So after our jaunt in Kyoto, we went off to Koyasan to see a different side of Japan.
It was still very ancient.
And still very touristy.
And the food was still very good.
But this difference was that this was a place of meditation. In other words, monk land!
And Buddhist monks aren’t allowed to eat meat.
But it doesn’t mean that what they eat isn’t tasty. This is shojin ryori or as I like to call it, monk food.
From the top going clockwise you have silky tofu, tempura vegetables, soup, rice, pickles and beans.
And on the next plate seasonal fruits, fruits which have been dipped in sugar, pickled radish and stewed vegetables.
I would say this is the best vegetarian meal that I’ve ever eaten, giving it a quieteating score of 8/10. Although, to be fair, its not like I have that much experience with vegetarian food. Although I was initially worried that things would just taste very bland. But I was very very wrong! Who knew how good tofu could really taste. Now I just have to figure out how to get this when I move back to London… Unfortunately I will probably suffer from the Japan curse and everything will taste of ashes after I move back…
Now, you may be wondering where is Koyasan and what is there to see there?
Well, its a collection of monasteries for monks. Its a popular destination for tourist (mostly foreign) to stay the night at a temple, eat monk food and experience their morning prayers.
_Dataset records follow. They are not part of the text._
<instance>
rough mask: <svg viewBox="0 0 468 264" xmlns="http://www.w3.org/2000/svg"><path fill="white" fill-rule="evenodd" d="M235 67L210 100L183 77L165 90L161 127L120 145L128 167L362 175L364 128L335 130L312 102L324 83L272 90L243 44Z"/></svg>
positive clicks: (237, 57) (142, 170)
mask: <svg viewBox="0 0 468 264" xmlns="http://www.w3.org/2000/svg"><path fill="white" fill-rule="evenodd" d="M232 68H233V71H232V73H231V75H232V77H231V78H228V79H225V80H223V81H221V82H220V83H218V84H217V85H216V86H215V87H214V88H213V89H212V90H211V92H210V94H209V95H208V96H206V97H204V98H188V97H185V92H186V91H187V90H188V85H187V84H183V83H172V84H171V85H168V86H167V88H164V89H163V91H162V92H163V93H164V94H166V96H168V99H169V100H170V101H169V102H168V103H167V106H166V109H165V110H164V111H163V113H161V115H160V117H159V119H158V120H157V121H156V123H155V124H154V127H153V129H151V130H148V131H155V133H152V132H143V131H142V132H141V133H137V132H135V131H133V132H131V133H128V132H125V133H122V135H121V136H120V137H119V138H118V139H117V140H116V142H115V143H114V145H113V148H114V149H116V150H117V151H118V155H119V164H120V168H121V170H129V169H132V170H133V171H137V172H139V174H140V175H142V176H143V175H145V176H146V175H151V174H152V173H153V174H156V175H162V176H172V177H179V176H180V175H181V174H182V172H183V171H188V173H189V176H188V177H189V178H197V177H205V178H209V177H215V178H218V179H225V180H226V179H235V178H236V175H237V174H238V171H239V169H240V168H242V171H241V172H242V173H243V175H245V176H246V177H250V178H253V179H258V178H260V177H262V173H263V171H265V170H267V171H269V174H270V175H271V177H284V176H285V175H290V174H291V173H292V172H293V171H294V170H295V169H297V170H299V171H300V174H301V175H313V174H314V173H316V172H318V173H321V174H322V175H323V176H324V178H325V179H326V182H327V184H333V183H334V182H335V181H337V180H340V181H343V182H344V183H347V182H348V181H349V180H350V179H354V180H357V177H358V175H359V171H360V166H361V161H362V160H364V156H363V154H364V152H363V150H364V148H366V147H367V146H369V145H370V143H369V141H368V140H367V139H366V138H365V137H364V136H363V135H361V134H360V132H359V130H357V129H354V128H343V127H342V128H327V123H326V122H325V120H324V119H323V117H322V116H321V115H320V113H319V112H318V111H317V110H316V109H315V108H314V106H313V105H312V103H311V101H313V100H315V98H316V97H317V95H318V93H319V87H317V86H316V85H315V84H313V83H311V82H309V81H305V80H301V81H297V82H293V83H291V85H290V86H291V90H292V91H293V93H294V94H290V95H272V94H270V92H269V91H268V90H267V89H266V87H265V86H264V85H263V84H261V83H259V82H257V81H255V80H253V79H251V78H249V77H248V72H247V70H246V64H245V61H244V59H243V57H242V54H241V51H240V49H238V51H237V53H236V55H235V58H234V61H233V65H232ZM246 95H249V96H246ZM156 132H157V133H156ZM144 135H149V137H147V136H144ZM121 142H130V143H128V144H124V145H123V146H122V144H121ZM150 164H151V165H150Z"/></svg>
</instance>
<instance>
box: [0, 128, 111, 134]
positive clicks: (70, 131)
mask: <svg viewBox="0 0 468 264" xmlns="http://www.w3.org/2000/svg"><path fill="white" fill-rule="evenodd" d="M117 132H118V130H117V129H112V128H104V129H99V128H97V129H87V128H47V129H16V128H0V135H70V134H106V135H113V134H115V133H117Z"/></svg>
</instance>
Certainly an eye opener!
The tourist wing was quite new (and full of tourists) but the original parts (which I unfortunately forgot to photograph as I was hurrying to eat) retained the original character.
Just outside the monastery where we stayed was a huge graveyard.
The graveyard sits in front of the mausoleum of Kobo Daishi, also known as Okunoin temple, who is the founder of Shingon Buddism.
There are over 200,000 tombstones here as followers are buried so that they will receive salvation in death. I guess the idea is that the closer you are to Kobo the safer things are. Which brings me onto another observation, it seems that Japanese people are very suspicious and believe in a lot of things to give them luck!
Unfortunately, no photos are allowed of Kobo’s mausoleum, so all I have are photos of the journey there and back.
Which included some interesting sights.
I think I am fast becoming something on an expert on Japanese cemeteries, given that my home in Tokyo overlooks one.
We even went to check out the cemetery at night. Good thing my Japanese is bad, so I couldn’t understand what the ghosts were saying.
There were also a smattering of other temples to see while we were there, but I would say that the cemetery outshone them all!